After attainment of the hidden motive, the intimacy actions disappear. This seems to occur particularly often in cultures and societal groups oriented primarily to commercialism, consumerism, power, status attainment, etc. rather than love, cooperation, mutuality and having a deeper quality of life.
However, all over the world there are people longing and striving for intimate love connections, intimate romance, emotionally intimate sex, and relationships filled with intimate emotional intercourse. All over the world there is the question “How do you go about being emotionally intimate?”. It would seem most people have very few, clear answers. The good news is you can learn how to enhance and grow your intimacy-making skills and, thereby, strengthen and improve your love relationships.
A Dozen Ways to Work Toward Creating and Enhancing Emotional Intimacy1. Get Close As you relate to someone slowly get physically closer and closer to them if the relating seems to be going well. The closer you get physically the more likely you are to be able to be emotionally intimate. When close make lots of eye contact.
2. Talk Quietly Intimate, personal talk is low-voiced, quiet talk, at least at first. Shouting with shared exuberance may come later but until it does almost whispering does best.
3. Talk Emotions Learn and use the many terms for emotions. Identify emotional feelings, ask about emotional feelings, share emotional feelings, and never leave emotional feelings out.

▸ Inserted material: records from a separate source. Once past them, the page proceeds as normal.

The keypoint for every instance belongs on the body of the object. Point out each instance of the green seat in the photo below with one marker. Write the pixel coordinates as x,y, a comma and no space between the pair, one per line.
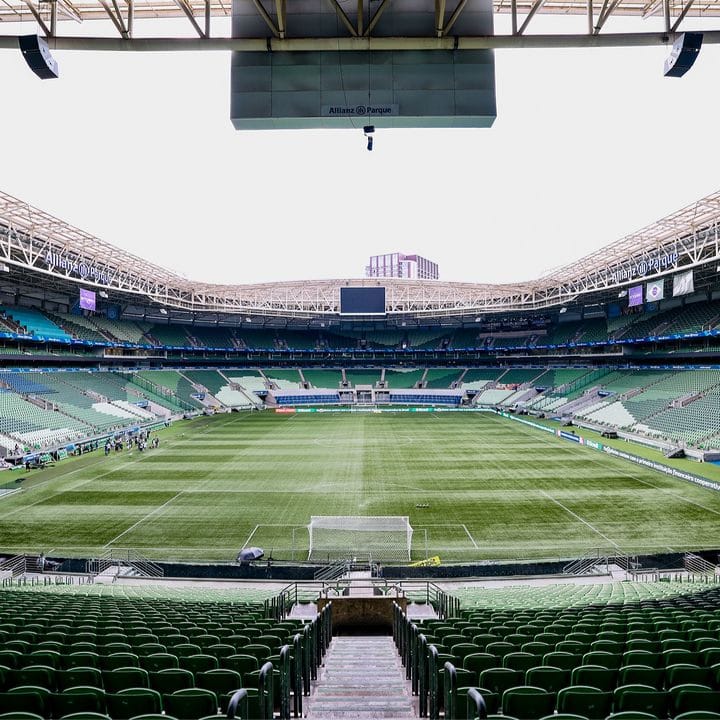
584,700
81,659
641,675
641,698
499,679
242,664
690,697
11,658
643,657
527,702
221,681
561,659
38,675
118,660
191,703
520,661
683,673
611,661
201,662
126,677
26,699
78,699
479,661
133,701
158,661
594,676
167,682
548,678
88,676
50,658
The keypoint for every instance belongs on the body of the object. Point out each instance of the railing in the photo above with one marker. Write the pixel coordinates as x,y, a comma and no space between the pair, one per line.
476,705
332,572
15,565
450,691
696,565
124,558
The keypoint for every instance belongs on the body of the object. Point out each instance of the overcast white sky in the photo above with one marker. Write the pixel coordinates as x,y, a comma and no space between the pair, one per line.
138,149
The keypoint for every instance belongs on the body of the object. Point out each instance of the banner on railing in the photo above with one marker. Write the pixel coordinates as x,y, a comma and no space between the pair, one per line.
434,561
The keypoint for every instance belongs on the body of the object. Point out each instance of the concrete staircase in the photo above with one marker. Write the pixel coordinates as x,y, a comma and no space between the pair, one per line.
362,678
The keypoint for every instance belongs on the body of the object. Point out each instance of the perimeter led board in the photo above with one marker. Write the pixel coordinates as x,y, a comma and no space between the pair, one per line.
362,301
346,89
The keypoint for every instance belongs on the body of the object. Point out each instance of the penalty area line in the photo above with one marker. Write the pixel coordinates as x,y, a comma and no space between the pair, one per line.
577,517
470,536
142,520
249,538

4. Listen Well Always be able to repeat back, nearly verbatim, what a loved one or an important other says to you. Always be able to label, describe, or ask about the emotions involved in what you heard.
5. Touch Carefully First, softly touch the hard parts like shoulders, elbows, wrists, etc. And later softer parts. At first, hug gently but then firmly and strongly.
6. Reveal Private Feelings Going ‘psychologically naked’, more and more, is essential for intimacy development. Revealing the emotions you have and sometimes the physical feelings, along with behaviors and thoughts, history, hopes, etc. is required.
7. Respect and Accept Revelations and Sharings Usually with kindness and without shock judgment or criticism receive what others intimately share and reveal.
8. Expressionally Communicate Lots Facial expression, tonal expression, gestural expression, and postural expression often are more important than verbal expressions.
9. Show Care Have real care for what another is experiencing and show it, be it happiness, or agony, or the most mundane of things.
10. Adventure Together Emotionally Create and seek out experiences you can jointly experience together that are likely to engender emotions be they strong, delicate, tender, inspiring, surprising, reassuring, intense, serene, ecstatic, moving or anything else.
11. Take and Make Time Make and take the time it takes to have emotional intimacy and don’t rush it.
12. Empathize Frequently Emotional intimacy takes joining with another by empathetically and sometimes passionately sharing their pains, and pleasures and also their mediocre times. Avoid becoming emotionally distant, distracted, absent or frequently attitudinally against those you would love and be emotionally intimate with.
Hopefully these 12 points will help you grow your intimacy-making love skills. Of course, there’s lots more to learn so probably you will need to venture into this topic more.
As always – Go and Grow with Love
Dr. J. Richard Cookerly
Can you fantasize and then analyze what would be a wonderfully, emotionally, intimate experience for you and your most beloved?